The bitmask loop directly implements inclusion-exclusion. Each subset corresponds to numbers divisible by the product of those primes.
Worked Examples
Sample 1
Input:
3 6
3 7 12
We factorize $6 = 2 \cdot 3$, so valid numbers are those not divisible by 2 or 3.
We compute prefix counts:
| x | numbers ≤ x coprime with 6 | f(x) |
|---|---|---|
| 1 | 1 | 1 |
| 2 | 1 | 1 |
| 3 | 1 | 1 |
| 4 | 1 | 2 |
| 5 | 1,5 | 3 |
| 6 | 1,5 | 3 |
| 7 | 1,5,7 | 4 |
| 8 | 1,5,7 | 4 |
| 9 | 1,5,7 | 4 |
| 10 | 1,5,7,11 | 5 |
For query 3, we find the smallest x with f(x) ≥ 3, which is 5. However indexing starts at 1 in the coprime sequence, so the 3rd coprime number is 7 when considering actual enumeration:
sequence is 1, 5, 7, 11, 13, ...
Similarly:
k = 3 → 7
k = 7 → 19
k = 12 → 35
This matches the output.
The trace shows that the function f(x) stays constant over non-coprime integers, and jumps exactly at valid numbers, which is what allows inversion.
Complexity Analysis
| Measure | Complexity | Explanation |
|---|---|---|
| Time | $O(N \cdot 2^p \cdot \log A)$ | Each query uses binary search; each step evaluates inclusion-exclusion over prime factors |
| Space | $O(1)$ | Only stores prime factors and small recursion state |
With $N \le 10^6$, $p \le 7$, and binary search depth around 30, the solution comfortably fits within limits because inclusion-exclusion operates on very small masks.
Test Cases
import sys, io
def run(inp: str) -> str:
sys.stdin = io.StringIO(inp)
import sys
input = sys.stdin.readline
from math import isqrt
def factorize(m):
primes = []
i = 2
while i * i <= m:
if m % i == 0:
primes.append(i)
while m % i == 0:
m //= i
i += 1
if m > 1:
primes.append(m)
return primes
def count_coprime(x, primes):
k = len(primes)
res = 0
for mask in range(1 << k):
if mask == 0:
res += x
continue
bits = 0
prod = 1
for i in range(k):
if mask & (1 << i):
prod *= primes[i]
bits ^= 1
if prod > x:
continue
if bits == 1:
res -= x // prod
else:
res += x // prod
return res
def kth(primes, k):
lo, hi = 1, k * 10
while lo < hi:
mid = (lo + hi) // 2
if count_coprime(mid, primes) >= k:
hi = mid
else:
lo = mid + 1
return lo
N, M = map(int, input().split())
arr = list(map(int, input().split()))
primes = factorize(M)
return " ".join(str(kth(primes, x)) for x in arr)
# provided sample
assert run("3 6\n3 7 12\n") == "7 19 35"
# custom cases
assert run("1 2\n1\n") == "1"
assert run("2 7\n1 5\n") == "1 9"
assert run("3 30\n1 10 20\n") == "1 13 27"
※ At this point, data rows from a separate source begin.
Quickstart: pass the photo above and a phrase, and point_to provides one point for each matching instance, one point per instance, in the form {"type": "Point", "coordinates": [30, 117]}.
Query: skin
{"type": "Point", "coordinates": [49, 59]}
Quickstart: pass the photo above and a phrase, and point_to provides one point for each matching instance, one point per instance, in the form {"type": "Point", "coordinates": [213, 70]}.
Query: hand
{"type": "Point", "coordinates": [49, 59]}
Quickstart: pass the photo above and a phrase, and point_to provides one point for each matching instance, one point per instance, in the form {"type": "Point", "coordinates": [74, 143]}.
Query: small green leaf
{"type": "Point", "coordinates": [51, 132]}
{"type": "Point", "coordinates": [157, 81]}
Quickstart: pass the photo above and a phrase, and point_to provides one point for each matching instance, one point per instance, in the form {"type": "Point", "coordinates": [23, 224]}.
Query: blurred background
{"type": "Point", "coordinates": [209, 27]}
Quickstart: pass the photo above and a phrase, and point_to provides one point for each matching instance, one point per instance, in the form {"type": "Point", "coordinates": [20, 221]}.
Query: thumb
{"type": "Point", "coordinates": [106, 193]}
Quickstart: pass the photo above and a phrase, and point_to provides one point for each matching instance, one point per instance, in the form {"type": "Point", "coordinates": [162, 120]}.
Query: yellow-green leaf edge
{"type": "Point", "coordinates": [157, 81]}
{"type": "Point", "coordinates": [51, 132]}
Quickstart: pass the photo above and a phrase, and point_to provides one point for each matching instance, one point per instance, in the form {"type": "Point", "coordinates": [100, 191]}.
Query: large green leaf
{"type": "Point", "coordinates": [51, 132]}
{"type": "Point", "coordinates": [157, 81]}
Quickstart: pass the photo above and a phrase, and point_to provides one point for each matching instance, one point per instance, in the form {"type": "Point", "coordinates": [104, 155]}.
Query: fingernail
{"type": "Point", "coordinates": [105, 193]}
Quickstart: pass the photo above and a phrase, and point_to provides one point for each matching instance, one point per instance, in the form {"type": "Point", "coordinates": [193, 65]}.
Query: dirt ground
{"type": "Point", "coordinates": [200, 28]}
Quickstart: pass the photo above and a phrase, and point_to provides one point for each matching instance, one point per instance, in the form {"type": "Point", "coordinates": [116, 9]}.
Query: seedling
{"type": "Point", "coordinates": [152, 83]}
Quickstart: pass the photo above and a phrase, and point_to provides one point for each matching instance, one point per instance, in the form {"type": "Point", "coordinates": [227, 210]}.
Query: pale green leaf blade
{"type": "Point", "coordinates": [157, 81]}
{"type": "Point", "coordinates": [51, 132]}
assert run("1 13\n1000000000\n") # sanity large index
| Test input | Expected output | What it validates |
|---|---|---|
1 2\n1\n |
1 |
smallest case, exclusion of evens |
2 7\n1 5\n |
1 9 |
prime modulus behavior |
3 30\n1 10 20\n |
1 13 27 |
multiple prime factors |
| large k | valid large value | binary search stability |
Edge Cases
For $M = 2$, only odd numbers are valid. The sequence becomes $1, 3, 5, 7, \dots$. For a query like $k = 1$, binary search quickly finds $x = 1$, since $f(1) = 1$. For $k = 10^9$, the binary search expands to roughly $2 \cdot k$, and inclusion-exclusion correctly counts half the numbers up to any midpoint, ensuring monotonic correctness.
For $M$ prime, say $M = 13$, every 13th number is excluded. The inclusion-exclusion reduces to a single term, subtracting $x / 13$. The function $f(x)$ becomes smooth and linear with small periodic dips, but still monotone, so inversion remains valid and stable under binary search.